Users order items online and receive an invoice, which they can pay in cash at one of over 20,000 Oxxo stores, to complete the transaction. Boleto in Brazil and Baloto in Colombia offer similar voucher systems.
“Every little village has an Oxxo store in Mexico,” says Scott Lindsay, who heads marketing in EMEA for eShop World, which works with fashion brands in 200 countries worldwide. It’s an option he recommends to clients looking for the quickest wins at the lowest costs.
“Offering as many payment methods as possible is not the way to do that,” he says. Instead, most brands should focus their energies on a group of high-performance platforms across high-priority emerging markets.
Oxxo is working hard to maintain its edge in Mexico. Its partners now include Amazon and Mercado Libre, Latin America’s largest e-tailer. Oxxo also announced a new payment app called Spin in March of this year, with the payments processed by Visa, opening up e-commerce to millions of people who don’t have bank accounts. All users need to sign up is a phone number.
Online fashion purchases in Latin America increased significantly since the pandemic began. According to PayU, online shopping in Colombia saw an increase of 70 percent from 2019 to 2020, while in Brazil the upsurge was 500 percent .
Notably, payment by instalments is the norm in much of the region, accounting for 60 percent of e-commerce purchases in Brazil, according to Ebanx.
The World’s Biggest Mobile Payments Prize?
Of all emerging market regions, Southeast Asia is primed to see the fastest growth in alternative payments. Digital payments are projected to double in value from $620 billion in 2020 to $1.2 trillion in 2025, according to the e-Conomy SEA 2020 report compiled by Google, Temasek and Bain.
This change is being propelled by a rapid increase in access to the internet. Forty million people in the region came online in 2020 alone, bringing the total number up to 400 million out of 538 million.

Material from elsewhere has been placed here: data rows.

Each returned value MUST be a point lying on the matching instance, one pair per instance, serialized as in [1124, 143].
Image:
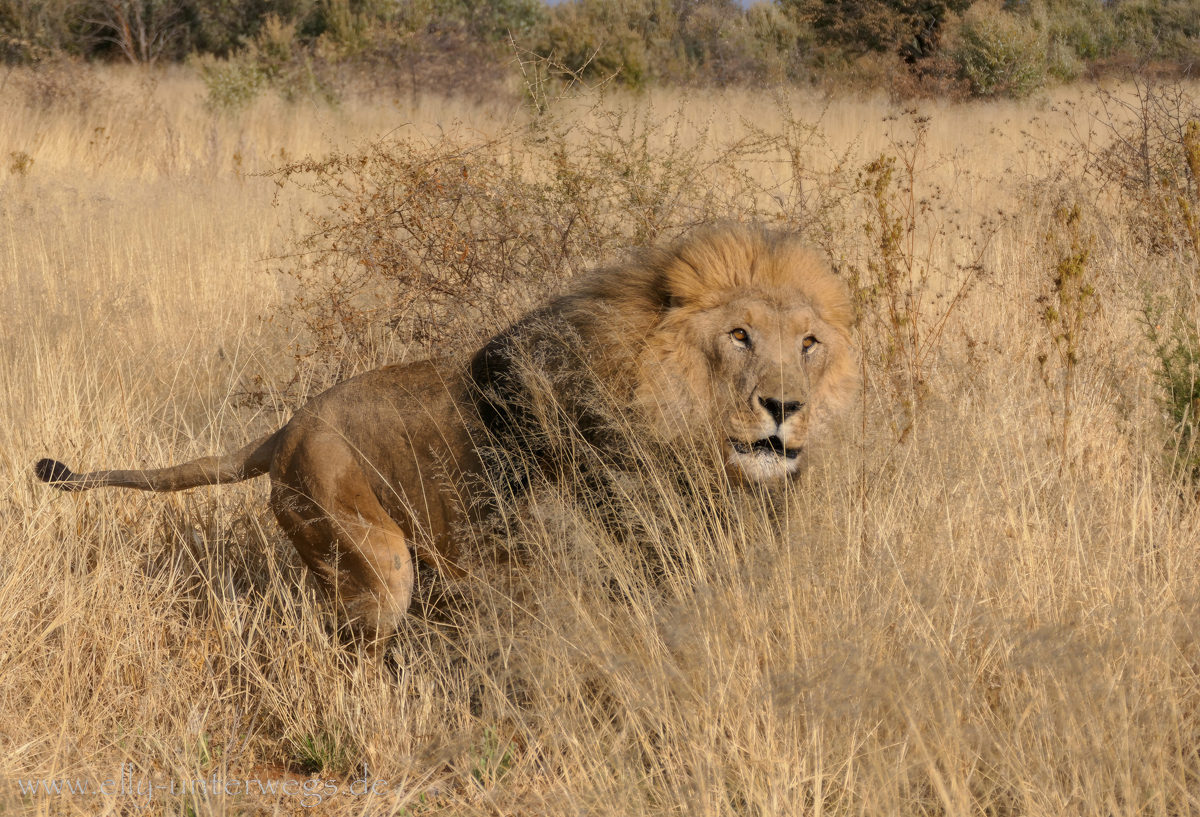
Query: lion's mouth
[769, 445]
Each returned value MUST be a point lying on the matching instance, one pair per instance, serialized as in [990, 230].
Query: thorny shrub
[1151, 169]
[426, 247]
[905, 295]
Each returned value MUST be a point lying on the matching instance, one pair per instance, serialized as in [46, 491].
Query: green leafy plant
[1069, 306]
[1000, 53]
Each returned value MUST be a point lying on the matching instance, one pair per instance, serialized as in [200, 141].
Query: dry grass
[960, 623]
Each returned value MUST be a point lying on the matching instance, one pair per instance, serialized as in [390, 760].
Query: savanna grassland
[982, 598]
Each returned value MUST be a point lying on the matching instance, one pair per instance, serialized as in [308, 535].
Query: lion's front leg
[349, 542]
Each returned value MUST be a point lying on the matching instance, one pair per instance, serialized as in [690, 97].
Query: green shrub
[1000, 53]
[232, 84]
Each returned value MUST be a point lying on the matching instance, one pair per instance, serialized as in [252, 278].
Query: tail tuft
[53, 472]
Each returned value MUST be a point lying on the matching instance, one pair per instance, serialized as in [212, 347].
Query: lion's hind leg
[358, 552]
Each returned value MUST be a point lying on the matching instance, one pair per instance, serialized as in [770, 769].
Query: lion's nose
[780, 410]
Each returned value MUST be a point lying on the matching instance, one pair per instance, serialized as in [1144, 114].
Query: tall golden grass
[946, 617]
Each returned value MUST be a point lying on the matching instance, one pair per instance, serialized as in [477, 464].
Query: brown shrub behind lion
[735, 340]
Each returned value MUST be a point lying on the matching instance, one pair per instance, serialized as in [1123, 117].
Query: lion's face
[754, 371]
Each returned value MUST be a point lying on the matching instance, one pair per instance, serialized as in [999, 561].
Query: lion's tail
[249, 462]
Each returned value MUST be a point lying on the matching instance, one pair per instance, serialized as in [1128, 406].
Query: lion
[736, 338]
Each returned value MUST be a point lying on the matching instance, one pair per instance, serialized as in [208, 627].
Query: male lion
[736, 337]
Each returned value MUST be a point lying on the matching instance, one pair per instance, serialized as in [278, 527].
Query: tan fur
[390, 460]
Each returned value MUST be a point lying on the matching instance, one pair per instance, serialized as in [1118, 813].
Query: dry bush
[953, 624]
[432, 245]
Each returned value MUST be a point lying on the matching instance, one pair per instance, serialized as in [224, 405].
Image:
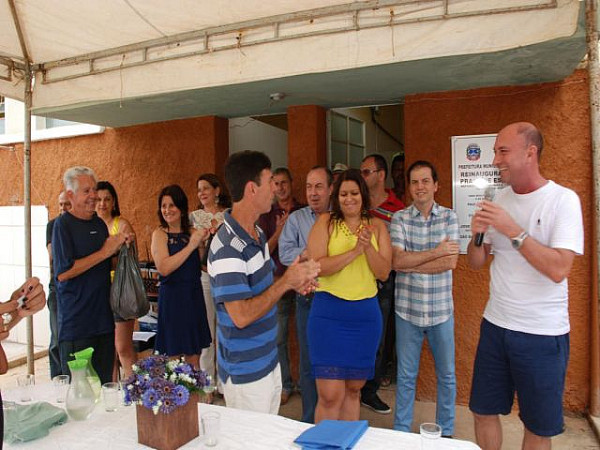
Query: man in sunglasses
[384, 204]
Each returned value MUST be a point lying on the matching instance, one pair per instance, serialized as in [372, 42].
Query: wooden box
[168, 431]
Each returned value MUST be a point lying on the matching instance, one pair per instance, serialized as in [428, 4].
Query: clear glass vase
[81, 399]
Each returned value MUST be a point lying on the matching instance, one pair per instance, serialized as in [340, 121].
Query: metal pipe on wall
[591, 11]
[27, 206]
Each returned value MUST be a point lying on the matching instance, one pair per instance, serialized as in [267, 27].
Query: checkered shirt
[423, 299]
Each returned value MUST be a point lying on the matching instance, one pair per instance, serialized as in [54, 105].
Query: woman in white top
[214, 200]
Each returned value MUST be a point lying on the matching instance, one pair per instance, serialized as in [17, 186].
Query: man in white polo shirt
[534, 228]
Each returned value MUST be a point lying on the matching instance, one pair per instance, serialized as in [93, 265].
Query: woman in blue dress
[176, 247]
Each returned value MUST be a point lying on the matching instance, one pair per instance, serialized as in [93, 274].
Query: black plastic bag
[127, 293]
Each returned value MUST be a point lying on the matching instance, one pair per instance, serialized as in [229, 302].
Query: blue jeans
[284, 306]
[53, 350]
[308, 385]
[409, 342]
[385, 295]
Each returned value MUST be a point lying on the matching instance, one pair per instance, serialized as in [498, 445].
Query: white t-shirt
[522, 298]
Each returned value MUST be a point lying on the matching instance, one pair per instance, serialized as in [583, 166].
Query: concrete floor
[578, 435]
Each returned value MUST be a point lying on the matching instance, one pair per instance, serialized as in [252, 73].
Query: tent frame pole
[27, 206]
[591, 12]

Most of the over 400 million unbanked individuals in the region still stand to benefit from access to mobile payment apps. Boston Consulting Group says such services are currently used by only 13 percent of Southeast Asia’s unbanked urban population, but that figure will surge to 58 percent by 2025.
Consolidation could help overcome one of consumers’ biggest gripes with e-wallets in the Southeast Asian region.

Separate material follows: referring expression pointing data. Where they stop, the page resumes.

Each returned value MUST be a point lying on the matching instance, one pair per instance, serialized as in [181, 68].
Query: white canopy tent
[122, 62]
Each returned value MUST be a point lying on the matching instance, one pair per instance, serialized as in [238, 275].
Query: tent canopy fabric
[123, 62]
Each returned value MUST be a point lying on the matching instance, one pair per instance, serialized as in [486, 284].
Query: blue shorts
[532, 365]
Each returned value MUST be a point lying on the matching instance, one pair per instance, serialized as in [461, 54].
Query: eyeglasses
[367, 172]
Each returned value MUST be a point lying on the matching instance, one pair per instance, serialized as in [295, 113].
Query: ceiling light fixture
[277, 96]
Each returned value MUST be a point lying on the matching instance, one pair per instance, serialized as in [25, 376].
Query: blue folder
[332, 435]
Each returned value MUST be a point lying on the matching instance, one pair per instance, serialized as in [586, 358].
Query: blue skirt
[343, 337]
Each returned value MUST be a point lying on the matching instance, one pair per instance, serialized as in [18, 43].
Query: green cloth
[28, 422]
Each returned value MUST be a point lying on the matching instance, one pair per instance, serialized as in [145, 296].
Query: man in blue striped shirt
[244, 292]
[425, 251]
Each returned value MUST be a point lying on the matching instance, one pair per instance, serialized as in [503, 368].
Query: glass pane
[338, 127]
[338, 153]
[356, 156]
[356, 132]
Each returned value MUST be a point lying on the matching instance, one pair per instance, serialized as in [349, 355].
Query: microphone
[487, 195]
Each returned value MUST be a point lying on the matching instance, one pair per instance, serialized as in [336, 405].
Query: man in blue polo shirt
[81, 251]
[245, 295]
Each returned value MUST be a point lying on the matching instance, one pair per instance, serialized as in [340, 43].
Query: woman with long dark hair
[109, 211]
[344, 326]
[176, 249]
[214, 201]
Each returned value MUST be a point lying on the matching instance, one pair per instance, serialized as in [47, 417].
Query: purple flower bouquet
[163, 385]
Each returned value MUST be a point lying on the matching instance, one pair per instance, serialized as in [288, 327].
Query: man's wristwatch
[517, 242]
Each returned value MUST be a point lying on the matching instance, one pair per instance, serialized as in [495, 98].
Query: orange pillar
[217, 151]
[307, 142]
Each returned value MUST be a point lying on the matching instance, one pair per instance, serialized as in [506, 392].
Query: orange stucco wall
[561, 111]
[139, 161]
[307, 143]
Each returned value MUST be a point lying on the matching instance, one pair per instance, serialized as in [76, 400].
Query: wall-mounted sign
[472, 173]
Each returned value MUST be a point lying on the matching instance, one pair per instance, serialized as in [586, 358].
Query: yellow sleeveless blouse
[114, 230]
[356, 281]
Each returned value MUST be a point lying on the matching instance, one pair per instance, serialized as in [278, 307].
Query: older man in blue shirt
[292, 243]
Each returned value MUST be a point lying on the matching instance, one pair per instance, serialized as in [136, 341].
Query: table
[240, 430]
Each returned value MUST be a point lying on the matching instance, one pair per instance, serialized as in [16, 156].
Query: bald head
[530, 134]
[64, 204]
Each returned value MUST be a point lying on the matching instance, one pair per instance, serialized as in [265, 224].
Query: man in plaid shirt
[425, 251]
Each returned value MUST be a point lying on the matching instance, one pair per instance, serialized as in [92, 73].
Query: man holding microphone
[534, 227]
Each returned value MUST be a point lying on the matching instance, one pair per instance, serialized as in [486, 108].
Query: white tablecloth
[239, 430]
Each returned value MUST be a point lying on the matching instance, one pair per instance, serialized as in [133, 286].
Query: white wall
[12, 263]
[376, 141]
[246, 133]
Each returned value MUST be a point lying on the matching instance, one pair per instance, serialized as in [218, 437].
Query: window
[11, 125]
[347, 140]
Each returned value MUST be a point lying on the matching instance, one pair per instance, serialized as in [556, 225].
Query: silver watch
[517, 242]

It remains to be seen who will process all these payments. While mobile payments are dominated by PhonePE and Google Pay in India, and Alipay and WeChat Pay in China, the market is far more fragmented in Southeast Asia.

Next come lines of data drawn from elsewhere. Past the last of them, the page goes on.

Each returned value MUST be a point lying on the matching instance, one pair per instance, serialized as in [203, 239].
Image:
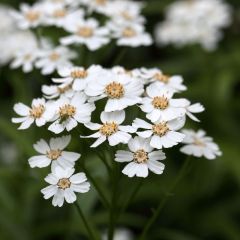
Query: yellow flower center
[101, 2]
[126, 15]
[160, 129]
[109, 128]
[79, 74]
[129, 32]
[37, 111]
[161, 77]
[198, 142]
[114, 90]
[140, 156]
[54, 56]
[85, 32]
[32, 16]
[160, 102]
[59, 13]
[62, 90]
[54, 154]
[64, 183]
[67, 111]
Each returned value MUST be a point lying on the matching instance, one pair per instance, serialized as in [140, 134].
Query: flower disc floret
[64, 183]
[160, 129]
[140, 156]
[160, 102]
[109, 129]
[115, 90]
[37, 111]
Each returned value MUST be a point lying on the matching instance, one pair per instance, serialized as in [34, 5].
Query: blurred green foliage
[205, 205]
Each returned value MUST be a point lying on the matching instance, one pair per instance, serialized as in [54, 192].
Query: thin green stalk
[112, 215]
[91, 234]
[156, 213]
[132, 196]
[98, 189]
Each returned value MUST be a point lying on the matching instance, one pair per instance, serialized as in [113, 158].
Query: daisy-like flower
[39, 112]
[130, 34]
[29, 16]
[199, 145]
[70, 112]
[194, 108]
[25, 58]
[121, 90]
[63, 185]
[162, 134]
[174, 83]
[78, 76]
[53, 153]
[86, 32]
[55, 91]
[160, 106]
[110, 129]
[54, 59]
[141, 158]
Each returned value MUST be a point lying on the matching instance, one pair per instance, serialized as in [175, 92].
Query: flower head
[141, 158]
[53, 153]
[63, 185]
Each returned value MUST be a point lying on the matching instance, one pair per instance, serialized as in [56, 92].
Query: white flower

A snapshot of this fragmentation was demonstrated in 2019 by Reuters when the wire service counted 28 different e-wallets among two dozen stalls selling crab soup and banhmi sandwiches in Ho Chi Minh City, Vietnam. Moreover, there are over 40 licensed mobile payments services still fighting it out in Indonesia, Malaysia and the Philippines.
Consolidation will come eventually, with market leaders like Singapore’s Sea and Grab (who announced a partnership with Stripe last month) and Indonesia’s Gojek (who recently announced a merger with e-commerce giant Tokopedia to form GoTo) likely to prosper. That could help overcome one of consumers’ biggest gripes with e-wallets in the region, which is that they’re not accepted by enough merchants. Many would rather take cash on delivery than deal with the different requirements of dozens of payment providers.
Embracing new payment options can also be costly for brands, with McKinsey predicting the shift to digital will drive up merchants’ payments-acceptance costs by 6 to 10 percent. But PayU’s Costin says that expense is easy to justify when you know what you’re getting back in return.
“Seventy percent of payments are made through local payment methods,” he says. “If you want to capture a market you need to have them.”